Once you have your face width measured you can take the same ruler the next time your shopping and start measuring the width of the frames you try on.
If you don't want to carry around a ruler while your shopping you can get an approximate value of the frame width with the dimensions from the manufacturer.
Just double the value of the Eye Size (one for each lens) and add the Bridge measurement and it should get you fairly close to the overall width of the frame.
2(Eye Size) + Bridge = approx. Frame Width
5. Low and High Bridge Frames
There’s one more thing to consider when it comes to finding the perfect fit and that’s the nose bridge orientation. Some people can have a low or a high nose bridge profile which can make selecting the right frames a little tricky.
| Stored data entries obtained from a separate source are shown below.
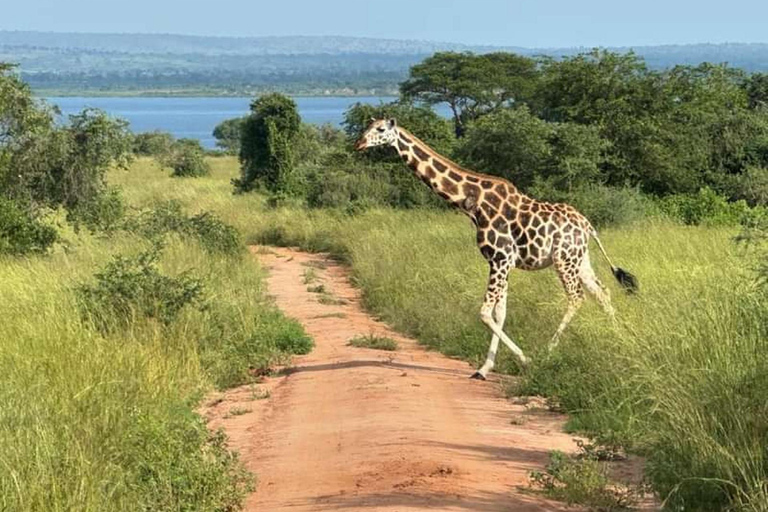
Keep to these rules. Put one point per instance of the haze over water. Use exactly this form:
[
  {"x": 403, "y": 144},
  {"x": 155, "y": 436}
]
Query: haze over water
[{"x": 195, "y": 118}]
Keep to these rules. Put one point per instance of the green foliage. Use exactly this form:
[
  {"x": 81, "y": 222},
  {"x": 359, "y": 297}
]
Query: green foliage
[
  {"x": 512, "y": 143},
  {"x": 133, "y": 287},
  {"x": 582, "y": 481},
  {"x": 707, "y": 207},
  {"x": 602, "y": 205},
  {"x": 515, "y": 144},
  {"x": 105, "y": 213},
  {"x": 374, "y": 342},
  {"x": 46, "y": 166},
  {"x": 267, "y": 153},
  {"x": 20, "y": 233},
  {"x": 228, "y": 134},
  {"x": 187, "y": 159},
  {"x": 214, "y": 235},
  {"x": 419, "y": 120},
  {"x": 156, "y": 143},
  {"x": 471, "y": 85}
]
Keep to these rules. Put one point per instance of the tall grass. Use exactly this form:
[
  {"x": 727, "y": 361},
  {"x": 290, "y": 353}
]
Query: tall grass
[{"x": 682, "y": 379}]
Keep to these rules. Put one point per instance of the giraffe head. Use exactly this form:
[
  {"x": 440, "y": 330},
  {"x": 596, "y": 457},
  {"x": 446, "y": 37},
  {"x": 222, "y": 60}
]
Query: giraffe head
[{"x": 380, "y": 132}]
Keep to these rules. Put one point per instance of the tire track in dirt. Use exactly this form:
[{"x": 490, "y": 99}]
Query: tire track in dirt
[{"x": 357, "y": 429}]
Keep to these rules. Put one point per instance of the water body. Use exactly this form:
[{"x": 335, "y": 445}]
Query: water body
[{"x": 195, "y": 118}]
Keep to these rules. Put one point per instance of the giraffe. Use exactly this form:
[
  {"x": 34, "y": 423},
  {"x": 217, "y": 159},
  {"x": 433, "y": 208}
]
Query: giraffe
[{"x": 513, "y": 231}]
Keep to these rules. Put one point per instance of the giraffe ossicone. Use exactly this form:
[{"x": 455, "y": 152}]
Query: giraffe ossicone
[{"x": 513, "y": 231}]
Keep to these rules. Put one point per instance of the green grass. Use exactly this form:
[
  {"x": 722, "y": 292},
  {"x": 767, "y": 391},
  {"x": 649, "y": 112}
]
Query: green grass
[
  {"x": 96, "y": 420},
  {"x": 681, "y": 380},
  {"x": 374, "y": 342}
]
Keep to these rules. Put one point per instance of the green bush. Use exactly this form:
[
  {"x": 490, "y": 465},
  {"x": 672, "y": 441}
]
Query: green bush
[
  {"x": 267, "y": 153},
  {"x": 187, "y": 159},
  {"x": 132, "y": 287},
  {"x": 21, "y": 233},
  {"x": 156, "y": 143},
  {"x": 104, "y": 213},
  {"x": 708, "y": 208},
  {"x": 602, "y": 205},
  {"x": 214, "y": 235}
]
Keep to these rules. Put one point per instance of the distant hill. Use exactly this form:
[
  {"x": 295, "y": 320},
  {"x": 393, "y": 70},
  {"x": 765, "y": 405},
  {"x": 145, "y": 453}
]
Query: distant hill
[{"x": 178, "y": 64}]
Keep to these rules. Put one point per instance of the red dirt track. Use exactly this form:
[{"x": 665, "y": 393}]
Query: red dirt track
[{"x": 357, "y": 429}]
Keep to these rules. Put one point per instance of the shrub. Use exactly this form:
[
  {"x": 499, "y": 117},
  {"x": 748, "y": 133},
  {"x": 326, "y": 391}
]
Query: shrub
[
  {"x": 266, "y": 152},
  {"x": 228, "y": 134},
  {"x": 421, "y": 121},
  {"x": 214, "y": 235},
  {"x": 602, "y": 205},
  {"x": 156, "y": 143},
  {"x": 104, "y": 213},
  {"x": 133, "y": 287},
  {"x": 187, "y": 159},
  {"x": 709, "y": 208},
  {"x": 20, "y": 233}
]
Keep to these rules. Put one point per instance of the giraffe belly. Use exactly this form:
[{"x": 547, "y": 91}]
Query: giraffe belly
[{"x": 531, "y": 263}]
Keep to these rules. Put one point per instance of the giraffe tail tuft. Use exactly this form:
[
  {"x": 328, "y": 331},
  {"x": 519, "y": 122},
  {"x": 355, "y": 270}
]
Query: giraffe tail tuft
[{"x": 626, "y": 280}]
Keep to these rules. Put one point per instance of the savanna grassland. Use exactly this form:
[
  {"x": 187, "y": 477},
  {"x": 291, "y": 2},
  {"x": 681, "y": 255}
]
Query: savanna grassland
[
  {"x": 99, "y": 397},
  {"x": 680, "y": 380}
]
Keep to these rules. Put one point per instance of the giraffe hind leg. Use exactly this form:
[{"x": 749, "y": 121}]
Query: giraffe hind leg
[
  {"x": 596, "y": 288},
  {"x": 497, "y": 285},
  {"x": 575, "y": 291}
]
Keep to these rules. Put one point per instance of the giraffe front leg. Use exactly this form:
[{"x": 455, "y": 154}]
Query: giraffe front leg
[
  {"x": 573, "y": 307},
  {"x": 499, "y": 316}
]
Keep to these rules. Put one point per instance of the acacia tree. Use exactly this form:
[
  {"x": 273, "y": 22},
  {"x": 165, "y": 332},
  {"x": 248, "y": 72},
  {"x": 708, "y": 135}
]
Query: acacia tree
[
  {"x": 228, "y": 134},
  {"x": 267, "y": 144},
  {"x": 472, "y": 85}
]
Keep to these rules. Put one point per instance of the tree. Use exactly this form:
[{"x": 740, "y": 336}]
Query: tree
[
  {"x": 421, "y": 121},
  {"x": 511, "y": 143},
  {"x": 757, "y": 90},
  {"x": 45, "y": 165},
  {"x": 228, "y": 134},
  {"x": 156, "y": 143},
  {"x": 471, "y": 85},
  {"x": 266, "y": 152}
]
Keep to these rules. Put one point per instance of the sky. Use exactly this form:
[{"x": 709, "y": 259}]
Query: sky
[{"x": 531, "y": 23}]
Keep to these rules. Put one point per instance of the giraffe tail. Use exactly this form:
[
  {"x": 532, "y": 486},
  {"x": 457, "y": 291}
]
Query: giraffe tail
[{"x": 627, "y": 280}]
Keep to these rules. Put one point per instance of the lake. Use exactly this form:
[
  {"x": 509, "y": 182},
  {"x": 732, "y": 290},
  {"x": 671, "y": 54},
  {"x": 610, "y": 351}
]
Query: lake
[{"x": 195, "y": 118}]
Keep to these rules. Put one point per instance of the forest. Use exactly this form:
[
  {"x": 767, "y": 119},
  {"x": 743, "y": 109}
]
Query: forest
[{"x": 130, "y": 297}]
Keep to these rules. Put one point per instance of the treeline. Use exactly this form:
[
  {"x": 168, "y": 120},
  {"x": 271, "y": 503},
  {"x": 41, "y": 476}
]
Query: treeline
[{"x": 600, "y": 130}]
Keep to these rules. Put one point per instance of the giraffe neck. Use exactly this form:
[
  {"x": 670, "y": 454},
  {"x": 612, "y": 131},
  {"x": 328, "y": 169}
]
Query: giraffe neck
[{"x": 463, "y": 189}]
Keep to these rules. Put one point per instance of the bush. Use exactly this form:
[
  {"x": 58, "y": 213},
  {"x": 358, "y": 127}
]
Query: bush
[
  {"x": 214, "y": 235},
  {"x": 187, "y": 159},
  {"x": 156, "y": 143},
  {"x": 267, "y": 155},
  {"x": 132, "y": 287},
  {"x": 423, "y": 122},
  {"x": 21, "y": 233},
  {"x": 708, "y": 208},
  {"x": 104, "y": 213}
]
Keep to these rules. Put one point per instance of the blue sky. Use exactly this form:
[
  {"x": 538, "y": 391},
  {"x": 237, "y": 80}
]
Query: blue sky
[{"x": 529, "y": 23}]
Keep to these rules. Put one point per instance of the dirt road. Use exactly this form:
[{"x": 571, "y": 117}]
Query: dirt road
[{"x": 359, "y": 429}]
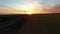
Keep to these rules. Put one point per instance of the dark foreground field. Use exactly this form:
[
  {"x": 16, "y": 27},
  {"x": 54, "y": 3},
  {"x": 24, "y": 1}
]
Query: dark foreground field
[{"x": 33, "y": 24}]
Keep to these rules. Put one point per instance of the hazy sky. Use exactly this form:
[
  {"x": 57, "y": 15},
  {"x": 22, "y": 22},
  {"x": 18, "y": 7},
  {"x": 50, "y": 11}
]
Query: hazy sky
[{"x": 22, "y": 4}]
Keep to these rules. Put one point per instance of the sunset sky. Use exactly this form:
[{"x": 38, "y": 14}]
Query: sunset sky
[{"x": 28, "y": 4}]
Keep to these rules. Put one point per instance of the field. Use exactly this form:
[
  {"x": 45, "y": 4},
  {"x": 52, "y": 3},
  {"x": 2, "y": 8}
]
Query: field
[{"x": 30, "y": 24}]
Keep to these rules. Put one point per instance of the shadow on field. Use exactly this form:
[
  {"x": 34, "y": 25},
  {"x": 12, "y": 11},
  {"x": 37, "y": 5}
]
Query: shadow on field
[{"x": 34, "y": 24}]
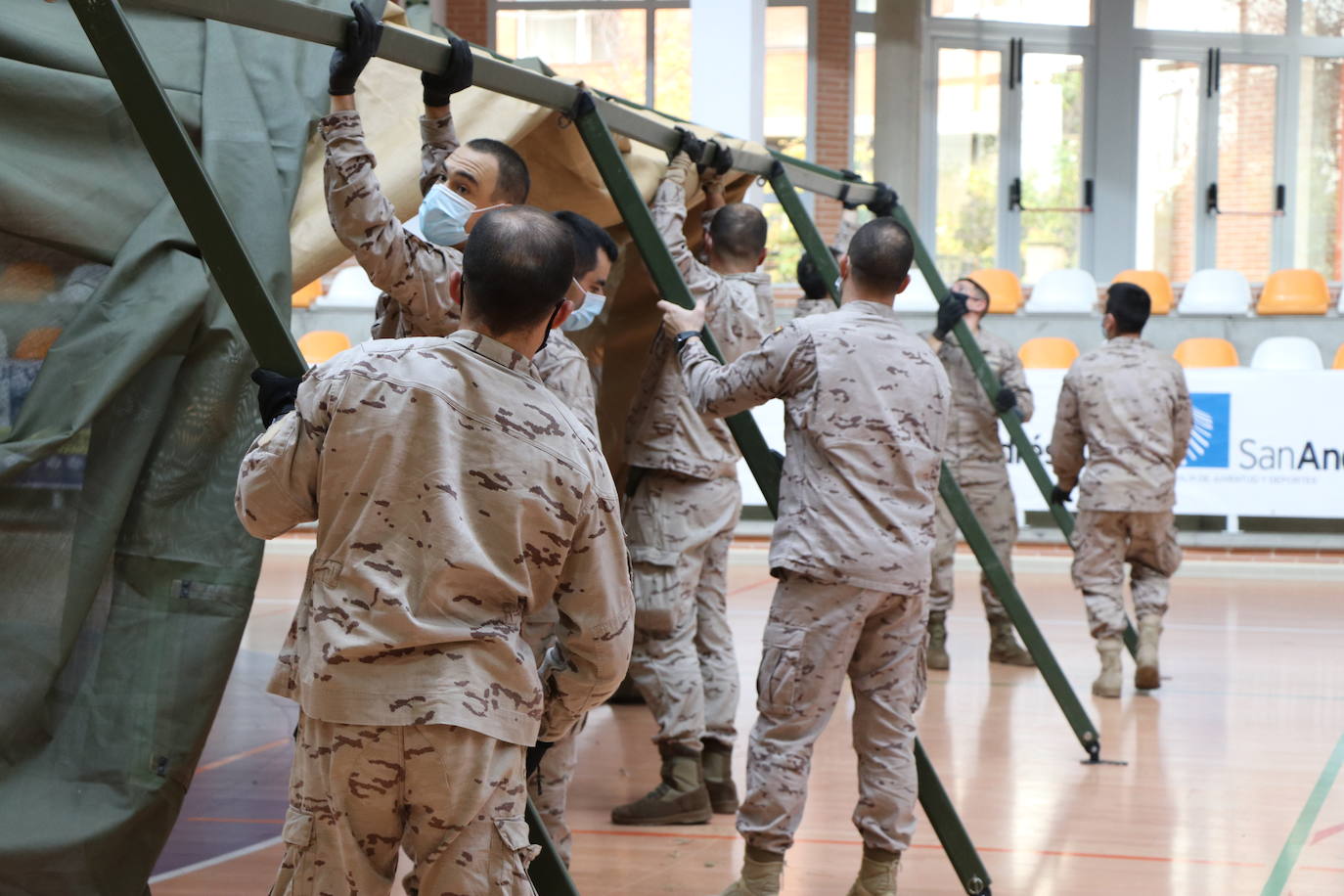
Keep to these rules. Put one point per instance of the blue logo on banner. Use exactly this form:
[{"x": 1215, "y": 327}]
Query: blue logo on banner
[{"x": 1208, "y": 437}]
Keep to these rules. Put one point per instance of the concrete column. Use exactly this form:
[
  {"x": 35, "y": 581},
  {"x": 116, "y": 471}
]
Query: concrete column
[
  {"x": 728, "y": 66},
  {"x": 899, "y": 71}
]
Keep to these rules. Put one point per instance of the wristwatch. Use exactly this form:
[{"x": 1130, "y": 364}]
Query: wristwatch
[{"x": 683, "y": 337}]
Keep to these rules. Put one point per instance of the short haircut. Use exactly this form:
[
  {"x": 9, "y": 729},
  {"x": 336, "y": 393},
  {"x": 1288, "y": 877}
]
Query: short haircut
[
  {"x": 588, "y": 241},
  {"x": 879, "y": 255},
  {"x": 516, "y": 269},
  {"x": 1131, "y": 305},
  {"x": 514, "y": 182},
  {"x": 809, "y": 277},
  {"x": 739, "y": 231}
]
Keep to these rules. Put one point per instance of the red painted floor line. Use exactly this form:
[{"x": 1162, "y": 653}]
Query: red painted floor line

Plastic/acetate frames without nose pads tend to sit low for people with a low nose bridge. Eyeglass frames that sit low tend to rest on the cheeks and every time you make a facial expression your eyeglasses will move as your cheeks raise up or down.
Eyeglass frames with nose pads are the best solution for this issue. Nose pads are made to be adjusted and you can secure a better fit by fine-tuning the nose pad position.
There are also frame manufacturers that make a low bridge frame with extended plastic nose rests to accommodate the low bridge. They are sometimes referred to as an “Asian-fit” frame.
Prescription eyeglass frames with a low bridge or an Asian-fit have extended nose bridge rests to allow for a better fit around the nose keeping the frame in the correct position.
A high nose bridge can also cause fitting issues due to the eyeglasses sitting too high on your face. This happens because the nose bridge width is too narrow and does not sit flush around the nose bridge.
Eyeglass frames with nose pads can also alleviate this problem because they can be adjusted to the correct width. Eyeglass frames with a wider nose bridge width would be ideal for this situation. A keyhole bridge may also provide relief as they tend to be wider than the conventional bridge.
Luckily, there are frame manufacturers that make high bridge frames. Oakley has created a line of eyeglass frames with a modular nose bridge so you can select which ones fit you best.
Sunglasses should have a wider fit than prescription eyeglasses. Sunglasses are meant to protect your eyes from harmful UV rays emitted by the sun and provide comfort in seeing during extremely bright conditions.
The wider fit allows for greater coverage around your eye. This increases the surface area that’s covering the eye and also decreases any light going over or around the lenses. Wrap-around frames provide the best coverage because they match the contour of your face.
Try them on
The final tip for finding eyeglasses with the perfect fit is to try them on. You may be thinking that this is what you’ve always done in the past and it didn’t prove to be successful. However, this time you’re equipped with a deeper understanding of how the frame sizing works.
Taking what you’ve learned about the eyeglass frame dimensions, you can go through a variety of frames and begin to identify sizes that are working. You can take note of the Eye Size, Bridge, and Temple Arm to see which combination works best with your face.
Just with this method alone, you can greatly reduce the amount of time and frustration you have with finding a pair of eyeglasses that fit perfectly.